Alors oui de Gaulle c'est le pragmatisme, c'est le courage, c'est l'audace mais c'est surtout « une certaine idée de la France » forte, généreuse mais pas idiote, puissante mais pas insouciante, accueillante mais pas débordée par l'immigration, sévère lorsqu'il le faut, droite et sincère avec ses valeurs: Liberté - Egalité - Fraternité  et désormais pour moi et pour des millions de français Laïcité. Cette France c'est celle de Gaulle. Pas celle des petits compromis entre amis et des prières dans les rues.

             

Charles de Gaulle portait en lui le besoin de transformer la confusion en ordre comme tous les hommes de l’Histoire qui ne sont pas des hommes de théâtre disait André Malraux

 

Gérard Brazon 

           

 

 

Un 18 juin bien particulier de Pierre Régnier

         Je veux faire un reproche à Maxime Lépante, dont on voit partout les images. Certes, il nous montre bien ceux des musulmans, nombreux, qui veulent revenir au Moyen Age en bloquant les rues, alignés les fesses en l’air, dans une République laïque du troisième millénaire. Certes, on ne peut lui reprocher de ne pas montrer les autres musulmans, beaucoup plus nombreux qui sont restés chez eux, parmi lesquels, probablement, sont en majorité ceux qui sont navrés de l’état d’arriération de leurs coreligionnaires venus de partout à la Goutte d’Or pour la démonstration politico-religieuse hebdomadaire. Mais pourquoi Maxime nous laisse-t-il croire qu’il n’y a là que des musulmans ?

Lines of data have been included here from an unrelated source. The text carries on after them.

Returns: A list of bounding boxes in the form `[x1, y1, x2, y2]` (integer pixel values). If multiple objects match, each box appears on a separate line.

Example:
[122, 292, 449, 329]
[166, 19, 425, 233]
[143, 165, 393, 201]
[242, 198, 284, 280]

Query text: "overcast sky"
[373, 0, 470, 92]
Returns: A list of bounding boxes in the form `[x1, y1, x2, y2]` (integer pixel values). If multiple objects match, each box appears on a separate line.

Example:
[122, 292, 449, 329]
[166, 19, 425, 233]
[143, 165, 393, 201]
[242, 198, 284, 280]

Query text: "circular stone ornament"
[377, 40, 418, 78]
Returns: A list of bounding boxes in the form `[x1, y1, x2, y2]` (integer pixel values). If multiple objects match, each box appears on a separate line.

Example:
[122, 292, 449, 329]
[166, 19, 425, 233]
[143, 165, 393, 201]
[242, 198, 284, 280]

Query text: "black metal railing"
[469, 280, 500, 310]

Certes, on ne les voit pas vraiment mais on les devine très bien. Tout au fond, là-bas, à plat ventre devant les autres, il y a le préfet du dix-huitième arrondissement. Et Daniel Vaillant et Bertrand Delanoé. Il y a Michèle Alliot-Marie et Brice Hortefeux et François Fillon et Nicolas Sarkozy. Il y a Martine Aubry et Jean-Luc Mélanchon, Olivier Besancenot et Marie Georges Buffet. Et Daniel Cohn-Bendit et Mouloud Aounit et Dominique Sopo. Et même Daniel Mermet et Robert Ménard et Caroline Fourest… Je ne peux pas les nommer tous, on ne les compte plus. Rien que les journalistes de France Inter qui tiennent à être présents, ça fait vraiment du monde !

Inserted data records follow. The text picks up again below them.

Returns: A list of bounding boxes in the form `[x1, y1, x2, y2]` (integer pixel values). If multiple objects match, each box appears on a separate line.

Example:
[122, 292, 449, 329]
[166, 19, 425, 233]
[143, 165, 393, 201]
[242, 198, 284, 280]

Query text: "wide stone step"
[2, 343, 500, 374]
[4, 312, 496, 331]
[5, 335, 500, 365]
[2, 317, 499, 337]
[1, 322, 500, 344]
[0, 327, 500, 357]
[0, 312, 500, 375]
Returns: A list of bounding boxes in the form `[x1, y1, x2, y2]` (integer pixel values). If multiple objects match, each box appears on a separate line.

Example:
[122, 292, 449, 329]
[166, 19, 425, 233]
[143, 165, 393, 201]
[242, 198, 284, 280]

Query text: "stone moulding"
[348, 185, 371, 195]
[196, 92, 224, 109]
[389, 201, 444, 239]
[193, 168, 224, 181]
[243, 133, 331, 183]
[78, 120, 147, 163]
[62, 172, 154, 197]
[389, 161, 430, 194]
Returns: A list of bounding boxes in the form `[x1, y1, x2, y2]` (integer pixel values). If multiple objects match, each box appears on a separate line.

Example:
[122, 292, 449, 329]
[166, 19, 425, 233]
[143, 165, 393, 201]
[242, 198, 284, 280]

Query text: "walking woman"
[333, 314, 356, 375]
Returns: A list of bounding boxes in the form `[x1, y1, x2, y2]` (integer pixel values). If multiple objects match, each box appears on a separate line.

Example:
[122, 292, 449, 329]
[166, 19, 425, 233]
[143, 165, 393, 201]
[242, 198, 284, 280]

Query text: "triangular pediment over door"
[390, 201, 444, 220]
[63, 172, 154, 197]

Et pourquoi Maxime ne fait-il pas un plan serré sur cet autre, le grand, resté debout celui-là, tout là-bas, encore plus loin, tenant la main du petit Guy Môquet, et qui pleure en désignant tous les pleutres allongés là devant l’obscurantisme méprisant, grandissant, envahissant ? En les désignant, même, un par un, et en prononçant leur nom à chacun. Maxime ne nous donne pas le son mais on peut très bien les retrouver, ces noms, en suivant le mouvement des lèvres du général, livide, écoeuré, abattu, qui doit s’appuyer contre le mur pour ne pas tomber - qui aurait cru ça de lui, 70 ans plus tard ? - On peut lentement reconstituer, sur ses lèvres : Déat, Doriot, Henriot, Brasillach, Drieu La Rochelle, Céline…

Car il y a là aussi, à la dérive en ce 18 juin 2010, soumis, l’esprit plus bas que terre, se vautrant dans la défaite de la pensée, bien des gens des lettres et des arts, et de l’enseignement et de tout le milieu intellectuel possible et imaginable de la société du nom sens et de l’aveuglement qui, dans leur immense lâcheté, se prennent pour de courageux penseurs, pour d’exemplaires moralistes, pour de fins sociologues, pour des analystes futés puisque les médias du présent, de l’ancienne presse sur papier et de la télévision et d’Internet, leur répètent chaque jour que c’est ça qu’ils sont.

Non. Qui se répètent chaque jour, omniprésents, que c’est ça qu’ils sont. Forcément convaincus qu’ils ont raison puisqu’ils s’invitent sans fin entre gens convaincus qu’ils ont raison, se félicitant et s’admirant mutuellement devant les micros et les caméras, en rond et faisant grand tapage et se serrant bien l’un contre l’autre pour ne pas entendre et ne pas voir, derrière eux, le petit peuple en colère dont ils ont décidé, une fois pour toutes, qu’il était l’extrême droite raciste, haineuse, infâme, nauséabonde.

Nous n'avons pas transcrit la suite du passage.